FDA Approves Ipilimumab (Yervoy ) for Use in Stage III Melanoma

Roxanne Nelson, BSN, RN

October 28, 2015

The US Food and Drug Administration (FDA) expanded the approved use of ipilimumab (Yervoy, Bristol-Myers Squibb) so that it will include a new indication as adjuvant therapy for patients with stage III melanoma.

Ipilimumab, a monoclonal antibody that blocks CTLA-4, was first approved in 2011 to treat late-stage melanoma in patients who are not candidates for surgery.

"Today's approval of ipilimumab extends its use to patients who are at high risk of developing recurrence of melanoma after surgery," said Richard Pazdur, MD, director of the Office of Hematology and Oncology Products in the FDA's Center for Drug Evaluation and Research, in a statement. "This new use of the drug in earlier stages of the disease builds on our understanding of the immune system's interaction with cancer."

"Today's approval marks the first new FDA approved adjuvant option in 20 years," said Tim Turnham, PhD, executive director, Melanoma Research Foundation, in a statement. He notes that previous options for stage III patients have been interferon or close observation. "This approval means Stage III melanoma patients have a powerful new tool to help prevent their disease from progressing."

The safety and effectiveness of Yervoy as adjuvant therapy is based on results from EORTC 18071, a randomized, double blind trial that was conducted in 951 high-risk patients with stage III melanoma who had undergone a complete lymph-node dissection.

At 26 months, recurrence-free survival was significantly higher in the ipilimumab group compared with the placebo group, at 1 year (63.5% vs 56.1%), at 2 years (51.5% vs 43.8%), and at 3 years (46.5% vs 34.8%).

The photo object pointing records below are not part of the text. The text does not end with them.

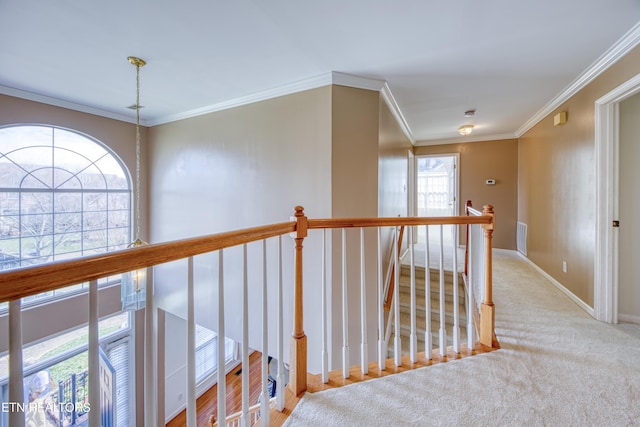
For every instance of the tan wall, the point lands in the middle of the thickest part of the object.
(231, 169)
(354, 193)
(480, 161)
(556, 192)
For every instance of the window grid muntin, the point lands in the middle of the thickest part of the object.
(115, 184)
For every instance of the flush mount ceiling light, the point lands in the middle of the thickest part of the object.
(465, 130)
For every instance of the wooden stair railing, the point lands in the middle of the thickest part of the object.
(22, 282)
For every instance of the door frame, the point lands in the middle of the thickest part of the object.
(456, 195)
(607, 143)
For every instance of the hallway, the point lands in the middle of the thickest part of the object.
(556, 366)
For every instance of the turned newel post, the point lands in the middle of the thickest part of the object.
(487, 312)
(298, 342)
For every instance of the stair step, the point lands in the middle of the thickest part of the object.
(405, 285)
(405, 307)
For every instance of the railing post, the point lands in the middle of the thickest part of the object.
(466, 245)
(487, 309)
(298, 342)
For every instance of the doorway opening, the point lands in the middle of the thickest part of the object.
(607, 146)
(437, 189)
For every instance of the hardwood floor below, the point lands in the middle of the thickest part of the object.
(207, 403)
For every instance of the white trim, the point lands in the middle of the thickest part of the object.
(30, 96)
(388, 98)
(606, 208)
(623, 46)
(583, 305)
(462, 139)
(628, 318)
(351, 80)
(286, 89)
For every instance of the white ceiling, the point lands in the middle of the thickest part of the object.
(505, 58)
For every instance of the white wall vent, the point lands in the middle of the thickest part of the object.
(521, 238)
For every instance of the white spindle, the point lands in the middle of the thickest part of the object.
(16, 383)
(325, 353)
(443, 329)
(280, 379)
(470, 278)
(264, 400)
(397, 347)
(364, 358)
(94, 357)
(150, 358)
(244, 418)
(191, 347)
(456, 314)
(382, 344)
(428, 339)
(413, 340)
(345, 309)
(222, 380)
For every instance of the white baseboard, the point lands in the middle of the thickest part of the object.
(628, 318)
(583, 305)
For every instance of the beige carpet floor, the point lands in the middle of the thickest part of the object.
(557, 367)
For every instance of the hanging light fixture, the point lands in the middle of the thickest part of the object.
(133, 285)
(465, 130)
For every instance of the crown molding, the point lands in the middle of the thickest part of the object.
(314, 82)
(43, 99)
(463, 139)
(351, 80)
(389, 99)
(286, 89)
(622, 47)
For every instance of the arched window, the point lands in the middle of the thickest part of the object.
(62, 195)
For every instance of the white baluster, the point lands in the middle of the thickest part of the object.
(16, 380)
(264, 400)
(397, 347)
(325, 353)
(191, 347)
(222, 380)
(150, 356)
(94, 357)
(244, 418)
(470, 279)
(280, 379)
(413, 340)
(345, 309)
(364, 357)
(382, 344)
(443, 329)
(456, 314)
(428, 339)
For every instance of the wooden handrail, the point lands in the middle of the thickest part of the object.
(32, 280)
(26, 281)
(396, 221)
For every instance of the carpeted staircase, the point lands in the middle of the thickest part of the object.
(405, 308)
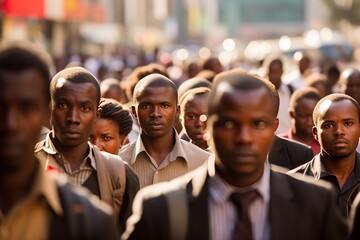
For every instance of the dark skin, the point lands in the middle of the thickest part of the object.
(337, 131)
(74, 112)
(242, 130)
(155, 110)
(22, 110)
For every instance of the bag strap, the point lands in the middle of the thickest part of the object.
(178, 214)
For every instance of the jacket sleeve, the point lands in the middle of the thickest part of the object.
(132, 187)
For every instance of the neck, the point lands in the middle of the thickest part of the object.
(158, 148)
(75, 155)
(340, 167)
(15, 185)
(301, 136)
(240, 180)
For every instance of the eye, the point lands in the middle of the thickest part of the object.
(106, 138)
(191, 117)
(62, 105)
(259, 124)
(165, 105)
(229, 125)
(85, 108)
(348, 124)
(144, 106)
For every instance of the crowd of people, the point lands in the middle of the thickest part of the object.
(219, 154)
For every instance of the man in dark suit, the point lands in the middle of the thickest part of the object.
(288, 153)
(242, 112)
(337, 128)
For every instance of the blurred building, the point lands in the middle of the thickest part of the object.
(67, 27)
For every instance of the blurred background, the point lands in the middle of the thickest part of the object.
(115, 35)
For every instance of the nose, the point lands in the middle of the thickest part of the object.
(339, 130)
(98, 143)
(73, 116)
(155, 112)
(243, 135)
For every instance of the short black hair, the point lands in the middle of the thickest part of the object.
(335, 97)
(306, 92)
(344, 78)
(190, 95)
(141, 72)
(115, 111)
(75, 75)
(240, 80)
(154, 80)
(191, 83)
(17, 56)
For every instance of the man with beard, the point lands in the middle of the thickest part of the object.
(336, 127)
(159, 154)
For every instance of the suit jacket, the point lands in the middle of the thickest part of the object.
(289, 153)
(298, 209)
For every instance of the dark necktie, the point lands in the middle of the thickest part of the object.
(242, 202)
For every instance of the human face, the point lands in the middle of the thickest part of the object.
(23, 107)
(353, 87)
(242, 133)
(155, 111)
(275, 73)
(106, 136)
(193, 124)
(74, 111)
(337, 128)
(302, 116)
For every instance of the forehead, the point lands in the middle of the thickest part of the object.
(69, 90)
(24, 84)
(342, 109)
(245, 100)
(163, 94)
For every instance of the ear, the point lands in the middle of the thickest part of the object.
(124, 141)
(133, 110)
(291, 113)
(178, 111)
(276, 124)
(315, 133)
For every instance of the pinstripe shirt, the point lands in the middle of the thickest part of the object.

Patients in the ipilimumab group were 25% less likely to experience melanoma recurrence than those in the placebo group (hazard ratio, 0.75; 95% confidence interval, 0.64 - 0.90; P = .0013). Median recurrence-free survival was also better in the ipilimumab group (26.1 vs 17.1 months).

A total of 49% of participants taking ipilimumab had a recurrence after an average of 26 months compared with 62% percent of those receiving a placebo. The analysis of overall survival data has not yet occurred.

The most common side effects reported in this study were rash, diarrhea, fatigue, itching, headache, weight loss, and nausea. Adverse events led to discontinuation of treatment in 245 (52%) of 471 patients who started ipilimumab, including 182 [39%] during the initial treatment period of four doses. In addition, five patients (1%) died due to drug-related adverse events.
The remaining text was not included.